We have never declared or paid cash dividends on our capital stock. We currently intend to retain all of our future earnings, if any, to finance the growth and development of our business. In addition, the terms of our Athyrium Credit Facility preclude us from paying dividends without the lenders consent, and any future debt agreements that we may enter into may preclude us from paying dividends without the lenders consent or at all. As a result, capital appreciation, if any, of our common stock will be your sole source of gain for the foreseeable future.
Our certificate of incorporation designates the state courts in the State of Delaware as the sole and exclusive forum for certain types of actions and proceedings that may be initiated by our stockholders, which could discourage lawsuits against the company and our directors, officers and employees.

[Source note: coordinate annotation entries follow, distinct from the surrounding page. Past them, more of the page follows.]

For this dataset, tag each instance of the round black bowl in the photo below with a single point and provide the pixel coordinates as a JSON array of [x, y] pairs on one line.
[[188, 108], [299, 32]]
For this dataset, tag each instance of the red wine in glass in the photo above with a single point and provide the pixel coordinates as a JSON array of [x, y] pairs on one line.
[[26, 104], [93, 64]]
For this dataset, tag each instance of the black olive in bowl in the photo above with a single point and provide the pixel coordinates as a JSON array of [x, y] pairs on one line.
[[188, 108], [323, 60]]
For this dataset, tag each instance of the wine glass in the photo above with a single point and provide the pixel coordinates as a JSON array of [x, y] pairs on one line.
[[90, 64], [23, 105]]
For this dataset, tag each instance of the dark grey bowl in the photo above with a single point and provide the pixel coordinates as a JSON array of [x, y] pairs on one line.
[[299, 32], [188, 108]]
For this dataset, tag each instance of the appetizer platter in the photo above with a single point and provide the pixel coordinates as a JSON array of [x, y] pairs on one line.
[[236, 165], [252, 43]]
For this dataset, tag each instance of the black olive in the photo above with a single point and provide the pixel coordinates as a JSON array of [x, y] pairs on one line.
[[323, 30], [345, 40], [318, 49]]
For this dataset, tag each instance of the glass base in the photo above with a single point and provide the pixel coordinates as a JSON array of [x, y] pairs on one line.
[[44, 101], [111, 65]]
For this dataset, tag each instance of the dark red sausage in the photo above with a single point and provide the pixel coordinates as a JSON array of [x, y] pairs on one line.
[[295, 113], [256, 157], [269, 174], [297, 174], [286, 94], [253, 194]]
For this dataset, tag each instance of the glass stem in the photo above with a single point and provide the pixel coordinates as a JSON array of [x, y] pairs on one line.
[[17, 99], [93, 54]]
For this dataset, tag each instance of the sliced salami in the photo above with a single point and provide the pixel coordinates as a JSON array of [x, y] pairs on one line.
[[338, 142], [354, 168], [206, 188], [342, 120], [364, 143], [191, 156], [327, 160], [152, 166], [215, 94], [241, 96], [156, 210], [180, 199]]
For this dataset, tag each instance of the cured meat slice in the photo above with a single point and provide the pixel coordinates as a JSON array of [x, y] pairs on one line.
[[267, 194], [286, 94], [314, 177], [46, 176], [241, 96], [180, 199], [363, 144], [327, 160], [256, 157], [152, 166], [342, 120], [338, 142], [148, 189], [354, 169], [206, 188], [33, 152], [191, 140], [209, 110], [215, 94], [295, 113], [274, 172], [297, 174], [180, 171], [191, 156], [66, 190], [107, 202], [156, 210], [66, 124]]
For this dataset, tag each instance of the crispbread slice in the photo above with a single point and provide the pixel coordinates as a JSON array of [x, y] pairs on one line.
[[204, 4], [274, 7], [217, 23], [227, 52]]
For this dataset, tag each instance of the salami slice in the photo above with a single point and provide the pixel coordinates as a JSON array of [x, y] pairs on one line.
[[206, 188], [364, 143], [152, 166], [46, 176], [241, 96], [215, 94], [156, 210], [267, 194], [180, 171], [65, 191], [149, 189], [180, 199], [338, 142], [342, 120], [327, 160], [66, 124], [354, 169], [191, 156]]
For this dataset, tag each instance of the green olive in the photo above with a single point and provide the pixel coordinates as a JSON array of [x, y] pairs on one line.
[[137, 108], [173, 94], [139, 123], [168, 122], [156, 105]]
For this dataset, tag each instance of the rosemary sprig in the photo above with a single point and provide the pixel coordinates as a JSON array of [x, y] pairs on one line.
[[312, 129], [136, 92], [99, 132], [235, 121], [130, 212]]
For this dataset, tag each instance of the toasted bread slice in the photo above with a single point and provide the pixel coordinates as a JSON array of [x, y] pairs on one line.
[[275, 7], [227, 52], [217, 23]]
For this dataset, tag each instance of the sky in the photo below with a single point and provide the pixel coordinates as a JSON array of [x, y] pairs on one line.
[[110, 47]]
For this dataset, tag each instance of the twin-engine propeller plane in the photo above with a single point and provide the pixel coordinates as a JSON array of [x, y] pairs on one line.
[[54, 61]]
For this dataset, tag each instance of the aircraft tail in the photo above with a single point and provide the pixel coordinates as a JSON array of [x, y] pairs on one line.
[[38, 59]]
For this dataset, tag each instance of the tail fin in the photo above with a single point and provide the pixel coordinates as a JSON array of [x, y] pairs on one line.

Our certificate of incorporation provides that, unless we consent in writing to the selection of an alternative forum, the Court of Chancery of the State of Delaware will be the sole and exclusive forum for any derivative action or proceeding brought on our behalf, any action asserting a claim of breach of a fiduciary duty owed by any of our directors, officers or employees to our company or our stockholders, any action asserting a claim against us arising pursuant to any provision of the General Corporation Law of the State of Delaware or our certificate of incorporation or bylaws or as to which the General Corporation Law of the State of Delaware confers jurisdiction on the Court of Chancery of the State of Delaware, or any action asserting a claim against us governed by the internal affairs doctrine. This exclusive forum provision may limit the ability of our stockholders to bring a claim in a judicial forum that such stockholders find favorable for disputes with us or our directors, officers or employees, which may discourage such lawsuits against us and our directors, officers and employees.